Anand, there are five differences between the Cleveland Fed NIPA numbers and my business-sector compensation share in Fig. 2, which also uses NIPA data. (1) They don’t remove depreciation; (2) they include the household sector, which means that they count the value of the “housing services” that owner-occupied homes provide, as non-labor income. So when housing costs rise, this artificially depresses their labor share. These first two things both have a big effect. (3) They include also the general government and nonprofit sectors (these things have little effect). (4) I use revised data—this makes a non-trivial difference. (5) They look at shares of income, not shares of output. Over the long haul, this doesn’t make a difference, but it does in the short-run. An output measure is preferable if the issue is the share of the distribution of what’s produced.

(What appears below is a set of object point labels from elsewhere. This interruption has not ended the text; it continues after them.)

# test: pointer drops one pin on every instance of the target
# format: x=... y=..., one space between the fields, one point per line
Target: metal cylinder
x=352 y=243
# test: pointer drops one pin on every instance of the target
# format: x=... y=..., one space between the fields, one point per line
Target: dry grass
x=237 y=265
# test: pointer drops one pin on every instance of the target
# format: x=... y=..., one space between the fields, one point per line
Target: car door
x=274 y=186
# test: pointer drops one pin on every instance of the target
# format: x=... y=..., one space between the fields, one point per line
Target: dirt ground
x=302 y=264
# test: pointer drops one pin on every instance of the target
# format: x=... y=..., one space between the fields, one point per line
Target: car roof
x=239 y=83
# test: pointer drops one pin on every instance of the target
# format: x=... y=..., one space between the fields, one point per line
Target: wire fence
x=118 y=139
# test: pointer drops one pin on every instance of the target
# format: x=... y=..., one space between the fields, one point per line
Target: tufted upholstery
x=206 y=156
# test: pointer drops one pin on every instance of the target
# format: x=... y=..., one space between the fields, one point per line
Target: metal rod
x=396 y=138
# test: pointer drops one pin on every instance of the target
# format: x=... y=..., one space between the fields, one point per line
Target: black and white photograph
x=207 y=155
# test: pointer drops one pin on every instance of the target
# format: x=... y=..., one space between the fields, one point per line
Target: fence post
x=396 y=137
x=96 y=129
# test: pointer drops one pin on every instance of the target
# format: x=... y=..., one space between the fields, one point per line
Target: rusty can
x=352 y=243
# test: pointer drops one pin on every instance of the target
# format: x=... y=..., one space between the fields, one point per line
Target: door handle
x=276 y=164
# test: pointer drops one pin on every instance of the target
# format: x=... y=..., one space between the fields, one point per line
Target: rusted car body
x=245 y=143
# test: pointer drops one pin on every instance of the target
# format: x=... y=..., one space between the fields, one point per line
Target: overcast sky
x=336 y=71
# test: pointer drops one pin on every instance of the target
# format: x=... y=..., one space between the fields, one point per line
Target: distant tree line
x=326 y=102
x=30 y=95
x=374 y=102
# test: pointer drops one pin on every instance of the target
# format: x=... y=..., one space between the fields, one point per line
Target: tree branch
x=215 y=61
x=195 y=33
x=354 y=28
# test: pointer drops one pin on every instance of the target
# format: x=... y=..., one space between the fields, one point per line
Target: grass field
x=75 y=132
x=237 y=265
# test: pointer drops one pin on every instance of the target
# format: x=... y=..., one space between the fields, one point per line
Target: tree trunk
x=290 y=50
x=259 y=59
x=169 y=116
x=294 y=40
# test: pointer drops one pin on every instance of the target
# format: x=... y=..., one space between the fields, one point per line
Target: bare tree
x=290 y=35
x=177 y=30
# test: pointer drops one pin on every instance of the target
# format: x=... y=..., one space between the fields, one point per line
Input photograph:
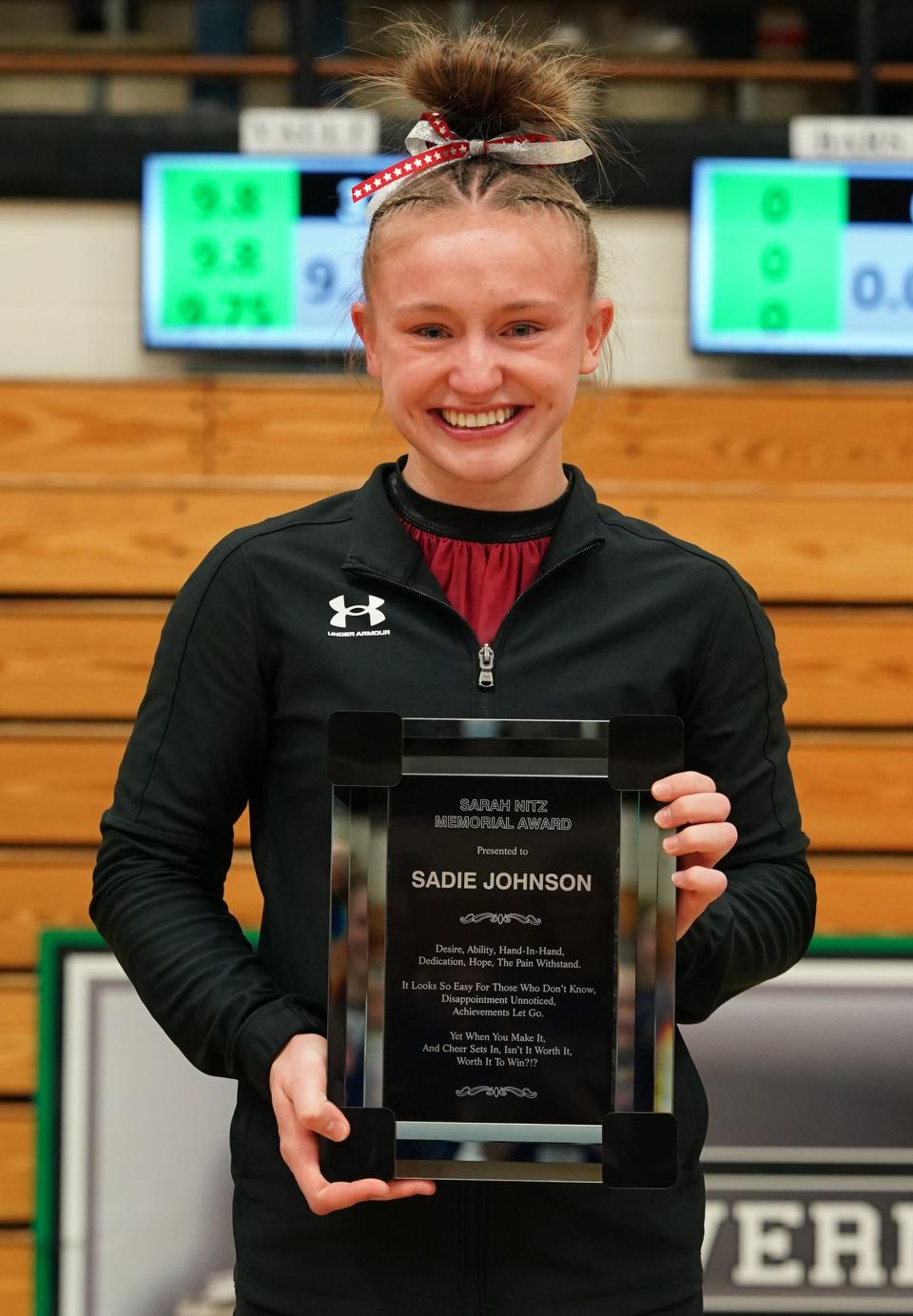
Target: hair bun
x=487 y=82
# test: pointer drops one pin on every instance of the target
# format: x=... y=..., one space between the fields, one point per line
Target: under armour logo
x=371 y=611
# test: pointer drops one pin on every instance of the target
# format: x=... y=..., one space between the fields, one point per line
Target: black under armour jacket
x=621 y=619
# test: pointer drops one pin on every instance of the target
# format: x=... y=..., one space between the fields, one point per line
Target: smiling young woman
x=487 y=580
x=512 y=326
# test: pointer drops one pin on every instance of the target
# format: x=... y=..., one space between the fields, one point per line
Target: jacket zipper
x=486 y=656
x=487 y=652
x=421 y=594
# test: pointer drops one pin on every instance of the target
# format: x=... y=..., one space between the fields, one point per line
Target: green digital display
x=251 y=251
x=228 y=246
x=778 y=243
x=802 y=257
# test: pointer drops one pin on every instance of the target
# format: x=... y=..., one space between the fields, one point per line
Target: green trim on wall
x=53 y=942
x=861 y=948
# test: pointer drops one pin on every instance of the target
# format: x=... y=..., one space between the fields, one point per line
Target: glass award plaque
x=501 y=962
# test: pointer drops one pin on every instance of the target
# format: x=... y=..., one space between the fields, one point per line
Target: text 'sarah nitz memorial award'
x=501 y=954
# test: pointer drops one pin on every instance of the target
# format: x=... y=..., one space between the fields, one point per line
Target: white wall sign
x=858 y=138
x=308 y=131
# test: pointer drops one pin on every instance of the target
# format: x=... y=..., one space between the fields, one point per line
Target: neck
x=515 y=492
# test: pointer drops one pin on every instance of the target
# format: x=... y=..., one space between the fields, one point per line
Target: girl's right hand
x=298 y=1086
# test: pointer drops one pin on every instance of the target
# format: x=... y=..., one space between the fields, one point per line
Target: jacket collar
x=379 y=542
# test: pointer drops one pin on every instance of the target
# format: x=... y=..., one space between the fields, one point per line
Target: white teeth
x=477 y=420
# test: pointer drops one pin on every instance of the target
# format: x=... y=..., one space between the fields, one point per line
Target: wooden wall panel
x=136 y=428
x=745 y=435
x=332 y=425
x=143 y=541
x=54 y=787
x=870 y=895
x=91 y=658
x=17 y=1126
x=846 y=667
x=42 y=887
x=17 y=1271
x=19 y=1034
x=857 y=896
x=86 y=659
x=855 y=789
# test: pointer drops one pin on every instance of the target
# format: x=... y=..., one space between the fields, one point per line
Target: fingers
x=707 y=840
x=697 y=889
x=682 y=783
x=299 y=1149
x=709 y=807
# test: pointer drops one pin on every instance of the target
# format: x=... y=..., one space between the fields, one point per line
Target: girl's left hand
x=692 y=801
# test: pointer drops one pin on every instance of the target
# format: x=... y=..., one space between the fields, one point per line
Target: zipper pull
x=487 y=666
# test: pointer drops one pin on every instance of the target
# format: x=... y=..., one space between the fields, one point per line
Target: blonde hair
x=486 y=82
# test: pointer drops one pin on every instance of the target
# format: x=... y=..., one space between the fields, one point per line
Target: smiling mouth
x=476 y=420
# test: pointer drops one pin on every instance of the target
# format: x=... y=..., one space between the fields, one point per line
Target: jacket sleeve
x=734 y=732
x=194 y=759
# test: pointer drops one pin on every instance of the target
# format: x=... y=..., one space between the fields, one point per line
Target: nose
x=476 y=370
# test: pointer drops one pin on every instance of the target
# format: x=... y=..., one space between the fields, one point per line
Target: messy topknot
x=487 y=82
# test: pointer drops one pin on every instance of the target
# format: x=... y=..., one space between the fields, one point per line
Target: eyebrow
x=524 y=304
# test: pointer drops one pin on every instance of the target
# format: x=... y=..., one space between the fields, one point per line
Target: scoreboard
x=243 y=251
x=795 y=257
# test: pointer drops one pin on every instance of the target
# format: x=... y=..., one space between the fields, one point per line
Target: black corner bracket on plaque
x=642 y=748
x=367 y=1153
x=364 y=749
x=639 y=1149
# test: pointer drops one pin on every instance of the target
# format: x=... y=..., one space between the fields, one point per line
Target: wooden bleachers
x=110 y=494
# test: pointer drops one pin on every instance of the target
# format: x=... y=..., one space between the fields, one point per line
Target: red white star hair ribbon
x=433 y=145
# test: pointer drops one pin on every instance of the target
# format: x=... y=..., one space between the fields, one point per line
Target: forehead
x=469 y=253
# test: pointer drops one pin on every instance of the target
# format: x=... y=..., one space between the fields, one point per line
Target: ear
x=594 y=332
x=364 y=328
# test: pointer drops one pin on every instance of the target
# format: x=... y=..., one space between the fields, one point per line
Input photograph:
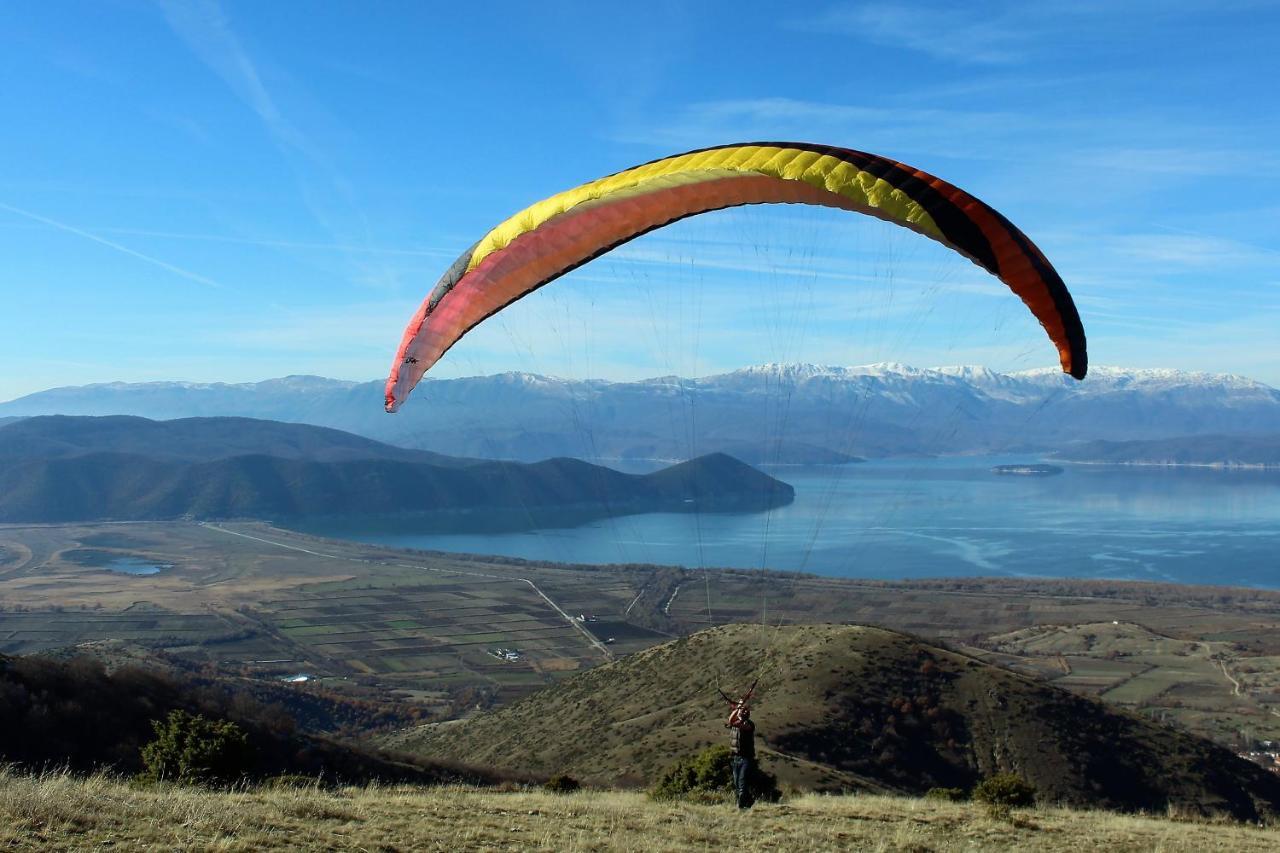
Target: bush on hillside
x=562 y=784
x=709 y=776
x=1005 y=790
x=949 y=794
x=195 y=751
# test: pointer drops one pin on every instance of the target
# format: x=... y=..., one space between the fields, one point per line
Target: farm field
x=274 y=603
x=448 y=632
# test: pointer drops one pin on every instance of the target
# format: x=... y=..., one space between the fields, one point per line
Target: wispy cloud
x=284 y=243
x=205 y=28
x=960 y=33
x=110 y=243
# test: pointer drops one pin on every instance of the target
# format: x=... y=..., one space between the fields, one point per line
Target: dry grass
x=62 y=812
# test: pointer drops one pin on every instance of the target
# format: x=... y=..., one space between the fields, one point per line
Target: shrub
x=949 y=794
x=562 y=784
x=708 y=776
x=195 y=751
x=1005 y=790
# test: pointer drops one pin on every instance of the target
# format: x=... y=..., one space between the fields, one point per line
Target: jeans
x=743 y=771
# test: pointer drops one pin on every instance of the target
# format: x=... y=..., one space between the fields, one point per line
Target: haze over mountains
x=123 y=468
x=762 y=414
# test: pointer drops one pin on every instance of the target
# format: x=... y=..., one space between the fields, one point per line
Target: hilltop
x=59 y=812
x=853 y=707
x=74 y=469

What I wrote was “The government has been artificially propping up the economy big time by borrowing more and more and more, and it’s naive to think that an extra half-trillion or extra trillion dollars would turn the situation around., as Gindin seems to think.” The issue is how much additional stimulus would be needed to turn the economy around TEMPORARILY.  If one wrongly views the stimulus-to-date as 1/3 of $750 billion, or something like that, as Gindin does, then one imagines than an extra $1 trillion would pack a big punch. But that’s just wrong, because the total stimulus has been $8 trillion, and all of it has been needed to produce the effects it’s had. Another $1 trillion wouldn’t do much even temporarily. It’s a simple matter of multiplier math.

I don’t see the relevance of China here. The US government has borrowed $8 trillion. All of the extra money has been used to lower taxes and increase spending.  It’s had only meager results. There’s no reason to think that another trillion dollars will have more than 1/8 the effect that $8 trillion has had. The same thing goes for monetary policy.

And I need to emphasize again something I wrote in reply to Marko: “if we’re talking about more than a temporary band-aid, Keynesian economics itself tells us that the effects of a stimulus are only temporary; when the stimulus ends, the economy goes back to where it was.”

On the healthcare thing, one has to keep in mind, first, that I’m talking about distribution, not utility. A dollar paid in medical benefits by a company is a dollar less profit, whatever implications that may or may not have for utility. Second, if we’re talking about *real* (inflation-adjusted) compensation growth, as I was, the growth is the growth in compensation after the effect of rising healthcare prices has been removed. (Heathcare prices are a component of the price index that’s used to adjust for inflation.) In other words, after controlling for inflation, including higher medical prices, compensation per hour rose by an amount that wasn’t small, even for the median worker.